From the date of 1 January 2006, CBRT has changed from implicit inflation targeting to open economy inflation targeting. With the inflation targeting regime Turkey has gained important acquisitions. The most important of which are: breaking the chronic high inflation process and the approach of inflationist pricing, the trust to the domestic currency regained due to reverse dollarization, decrease of the financial domination and the disciplining of the public debts and the increase process of the general economy due to the loaning the fundable resources which transferred to the public debt, to the private sector (TCMB 2006, p. 24).

3 Conclusion

With this work the activity of the Central Bank on the Turkish economy by certain periods has been stressed and is has been seen that the Central Bank which has an independent auditory structure, is one of the invariables of the economy and with the interventions it directs the economy.
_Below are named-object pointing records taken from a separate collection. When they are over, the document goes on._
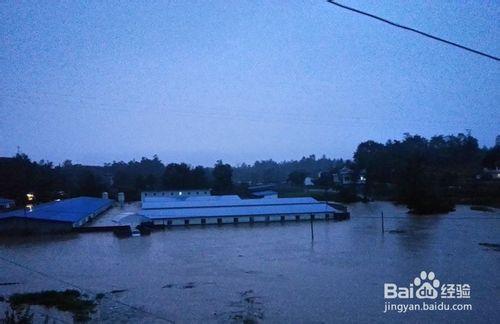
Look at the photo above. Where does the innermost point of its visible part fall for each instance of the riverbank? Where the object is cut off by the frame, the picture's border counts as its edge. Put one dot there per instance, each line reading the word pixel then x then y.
pixel 275 271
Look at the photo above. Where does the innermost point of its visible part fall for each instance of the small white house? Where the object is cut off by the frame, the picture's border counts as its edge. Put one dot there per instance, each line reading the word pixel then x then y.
pixel 308 181
pixel 6 203
pixel 175 193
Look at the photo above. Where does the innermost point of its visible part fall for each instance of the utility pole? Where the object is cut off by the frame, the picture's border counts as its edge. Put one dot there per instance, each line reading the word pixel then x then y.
pixel 312 228
pixel 382 216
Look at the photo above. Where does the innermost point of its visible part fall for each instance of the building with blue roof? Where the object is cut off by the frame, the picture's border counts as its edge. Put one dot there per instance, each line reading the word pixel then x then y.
pixel 57 216
pixel 232 209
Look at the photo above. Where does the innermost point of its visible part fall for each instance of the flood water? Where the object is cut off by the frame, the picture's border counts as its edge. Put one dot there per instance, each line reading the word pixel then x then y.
pixel 268 273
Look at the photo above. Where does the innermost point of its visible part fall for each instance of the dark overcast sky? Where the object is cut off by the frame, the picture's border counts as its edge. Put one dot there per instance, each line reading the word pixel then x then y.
pixel 239 80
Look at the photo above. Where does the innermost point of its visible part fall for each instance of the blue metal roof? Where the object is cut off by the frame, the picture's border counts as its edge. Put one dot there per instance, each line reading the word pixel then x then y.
pixel 229 206
pixel 69 210
pixel 224 201
pixel 238 211
pixel 6 200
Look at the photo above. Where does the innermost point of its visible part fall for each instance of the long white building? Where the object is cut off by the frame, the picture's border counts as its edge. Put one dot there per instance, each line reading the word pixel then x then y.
pixel 202 210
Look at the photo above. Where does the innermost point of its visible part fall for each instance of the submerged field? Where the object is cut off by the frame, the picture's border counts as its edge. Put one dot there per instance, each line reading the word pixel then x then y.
pixel 265 273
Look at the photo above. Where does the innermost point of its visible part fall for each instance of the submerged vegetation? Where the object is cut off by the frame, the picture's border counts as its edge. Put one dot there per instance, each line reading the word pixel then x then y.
pixel 67 301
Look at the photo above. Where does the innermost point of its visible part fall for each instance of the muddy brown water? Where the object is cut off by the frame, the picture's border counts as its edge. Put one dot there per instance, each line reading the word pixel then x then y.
pixel 267 273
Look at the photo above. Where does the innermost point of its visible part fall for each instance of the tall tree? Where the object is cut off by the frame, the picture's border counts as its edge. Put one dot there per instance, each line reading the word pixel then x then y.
pixel 222 174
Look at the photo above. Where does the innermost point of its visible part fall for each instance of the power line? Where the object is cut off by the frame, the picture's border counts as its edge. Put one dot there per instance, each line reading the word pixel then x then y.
pixel 244 115
pixel 414 30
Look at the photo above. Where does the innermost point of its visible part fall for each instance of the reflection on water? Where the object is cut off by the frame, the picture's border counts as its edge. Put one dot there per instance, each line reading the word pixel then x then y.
pixel 270 273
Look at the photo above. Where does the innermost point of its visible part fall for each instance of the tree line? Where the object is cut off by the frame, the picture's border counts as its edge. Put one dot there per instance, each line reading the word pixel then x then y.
pixel 428 175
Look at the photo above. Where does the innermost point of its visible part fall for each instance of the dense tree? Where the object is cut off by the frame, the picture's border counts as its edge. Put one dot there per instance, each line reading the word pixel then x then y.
pixel 222 174
pixel 422 170
pixel 297 178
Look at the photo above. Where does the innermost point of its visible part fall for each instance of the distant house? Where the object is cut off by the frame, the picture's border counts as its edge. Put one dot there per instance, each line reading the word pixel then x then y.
pixel 308 181
pixel 175 193
pixel 6 203
pixel 489 174
pixel 263 190
pixel 347 176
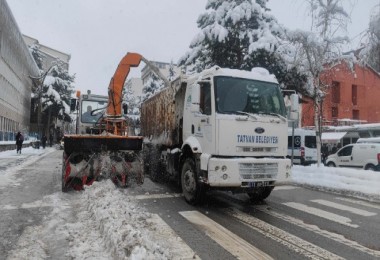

CBRT is a very active institution in the economy of Turkey having regulatory, directing and auditory power. CBRT is an institution which has been equipped with important authorities in the centre of the financial system and controls the sourcing.

As a result the Central Bank of which legal duty is to create the price stability will go on to its applications about activating monetary policies and liquidation management just as it has done until now and will do in the future. Within this scope according to the unexpected changes in the money markets and occurring needs, it will intervene the market with the applications of monetary policies in liquidation strategies.